“... a terrible thing, to fall
into the hands of a living god.” A fierce hound
bounded toward me. I was the quarry.
The phrase thrummed through my head.
A terrible thing, to fall into such hands.
I knew the god must be Apollo
and the hands not his but those of Marsyas,
darkly varnished by his own blood,
twisting in pain as his skin is flayed, and
the dog the little one in Titian`s painting,
lapping the drips congealed below the head
of the challenger, strung upside-down from a tree,
who lost his contest with the master of poetry:
the god who sits on the ground, eyes raised
to the sky, mouth open to sing his triumph,
strumming his golden lyre with lovely hands.
THE CUMAEAN SIBYL II
Because she forgot to ask for youth
when Apollo gave her as many years
as grains of dust in her hand, this sibyl
personifies old age: and yet
those withered breasts can still let down
celestial milk to one who craves
redemption: a dry tree, not a green,
the emblem of salvation.
THE CIMMERIAN SIBYL
These habits come from the old place,
customs brought from home: almost
the only memories of endless
trees, a northern waste of cold
and dark beyond the Caucasus.
Because it was always so, here
on the shores of the Hellespont I still
must have my drum and lance, the three
mushrooms and sacred feathers, before
I rise to heaven and touch the stars.
Everything I know was taught
by the last sibyl able to
recall those days. Crippled, toothless
and blind, she told me tales of how
we fled the Scythians, and ravaged Thrace.

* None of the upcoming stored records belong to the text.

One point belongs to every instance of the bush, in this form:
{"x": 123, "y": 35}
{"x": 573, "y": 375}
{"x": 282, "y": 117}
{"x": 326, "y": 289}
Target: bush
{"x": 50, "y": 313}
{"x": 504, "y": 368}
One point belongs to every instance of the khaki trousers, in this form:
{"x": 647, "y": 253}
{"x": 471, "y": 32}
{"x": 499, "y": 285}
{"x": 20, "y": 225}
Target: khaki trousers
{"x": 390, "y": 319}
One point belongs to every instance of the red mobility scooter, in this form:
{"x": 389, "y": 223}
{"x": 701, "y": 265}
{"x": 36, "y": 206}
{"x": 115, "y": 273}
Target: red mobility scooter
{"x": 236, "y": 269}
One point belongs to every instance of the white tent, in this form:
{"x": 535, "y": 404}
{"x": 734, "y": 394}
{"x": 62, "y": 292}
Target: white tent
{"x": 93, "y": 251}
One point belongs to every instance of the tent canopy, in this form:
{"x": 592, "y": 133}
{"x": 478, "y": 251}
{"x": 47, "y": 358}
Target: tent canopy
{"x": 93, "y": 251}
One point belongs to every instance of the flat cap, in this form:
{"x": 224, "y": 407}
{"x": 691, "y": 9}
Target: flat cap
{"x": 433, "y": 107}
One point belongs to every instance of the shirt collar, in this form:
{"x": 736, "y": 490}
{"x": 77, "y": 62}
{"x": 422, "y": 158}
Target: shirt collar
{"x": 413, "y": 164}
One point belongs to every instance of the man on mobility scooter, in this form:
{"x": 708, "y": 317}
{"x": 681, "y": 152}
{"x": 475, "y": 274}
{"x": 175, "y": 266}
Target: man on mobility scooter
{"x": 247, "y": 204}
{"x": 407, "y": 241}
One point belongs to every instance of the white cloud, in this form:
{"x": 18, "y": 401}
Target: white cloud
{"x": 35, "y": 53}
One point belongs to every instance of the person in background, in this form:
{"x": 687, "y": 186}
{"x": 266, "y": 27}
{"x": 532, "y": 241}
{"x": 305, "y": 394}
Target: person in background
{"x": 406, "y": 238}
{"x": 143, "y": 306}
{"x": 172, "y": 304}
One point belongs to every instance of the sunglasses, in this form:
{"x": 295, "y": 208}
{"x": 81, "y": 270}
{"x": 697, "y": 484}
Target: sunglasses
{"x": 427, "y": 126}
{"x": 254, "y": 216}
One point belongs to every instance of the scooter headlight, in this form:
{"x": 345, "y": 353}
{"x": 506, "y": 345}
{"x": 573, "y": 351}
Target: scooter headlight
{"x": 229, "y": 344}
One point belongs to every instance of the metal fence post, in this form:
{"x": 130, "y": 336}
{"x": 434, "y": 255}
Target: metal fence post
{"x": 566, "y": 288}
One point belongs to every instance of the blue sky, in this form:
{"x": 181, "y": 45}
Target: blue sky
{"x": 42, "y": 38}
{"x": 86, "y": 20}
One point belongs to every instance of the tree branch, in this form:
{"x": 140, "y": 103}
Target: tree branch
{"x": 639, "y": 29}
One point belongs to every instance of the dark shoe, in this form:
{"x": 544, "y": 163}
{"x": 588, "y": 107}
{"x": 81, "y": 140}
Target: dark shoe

I learned the steps of the magic dance
(my body burned in trance, the music`s
beat made me gulp gallons of water
to quench such thirst), got by heart
the words that trap the reluctant god.
He slides under my skin as smoothly
as the blade of a knife in the hand of one
who slits the pelt and pours warm blood
from the throat of a perfect sacrifice.
Does god or sibyl then pronounce?
But now we are too near Greece, and priests
interpret my oracles, move
between me and the god, stifle my power,
altering the ritual;
fearful; changing the old ways.
(with acknowledgements to Marcel Detienne & Jean-Pierre
How was Dionysus captured by the Titans?
With marvellous toys: a cone, emblem of the goddess;
a pierced stone that roared like a bull;
a tuft of wool, like those his killers used
to daub on gypsum and disguise themselves;
a knucklebone, which grants divinatory
powers; a golden apple as his passport
to Elysium; and a round mirror
to see his ghostly other image — what child,
no matter how divine, could resist?
Who wanted Dionysus’ death? Hera,
furious, had plotted to destroy him
in Semele’s womb. Her malign advice
ignored, next she goaded Zeus to launch
a thunderbolt against the moony girl —
but the six-month child was sewn into his father’s
thigh, for when the time arrived he must
be born. Yet wherever the boy was kept,
Hera’s vengeful eyes pierced his disguise.
She sent her hit-men, the seven simple Titans.
What did the murderers do to Dionysus?
They cut his body into seven parts
which first they boiled and then they barbecued
(the ritual procedure) — but the heart
was put aside, to be saved by Athene, his sister.
Why did Dionysus triumph? From
his beating heart, the vital central organ,
he was resurrected to defeat the Titans
(whose blood and ashes formed the human race),
to open the cycle of death and generation
and, horned like a goat or stag or ram, raging
over the mountains with his pack of Maenads and Satyrs
brandishing cone-tipped ivy-twined spears and tearing
apart whatever they met, to bring drunkenness
and madness: those marvellous toys of paradise.
THE ORACLE AT DODONA
The oak is full of doves, they nest in clefts
among its naked boughs. This oak
is the oldest tree in the world. Homer wrote of it.
Here, Zeus rules with Dione and prophesies
through the throats of doves, doves they call oracles.
Three Doves: three women cloaked in furs,
whose calloused unwashed feet must never break
connection of their flesh from mother-earth.
Doves’ voices speak gods’ words. The women
stretch their vowels to sound like doves burbling.
Suddenly, the doves’ murmuring
is drowned by the clangour of bronze rousing
the sanctuary — chains of a scourge in the hand
of a bronze statue, which every gust of wind
makes clash against a hollow gong and echo.
Someone has come to have his fate confirmed.
The stylos bit into the soft lead strip as he
wrote the question. The Doves approached. They stamped
their feet in the muddy grass. The doves in the trees,
reverberations of bronze, the women’s song
and the oak-wood lots in the black, snake-painted jar,
agreed. “Yes.” All would be as he wished.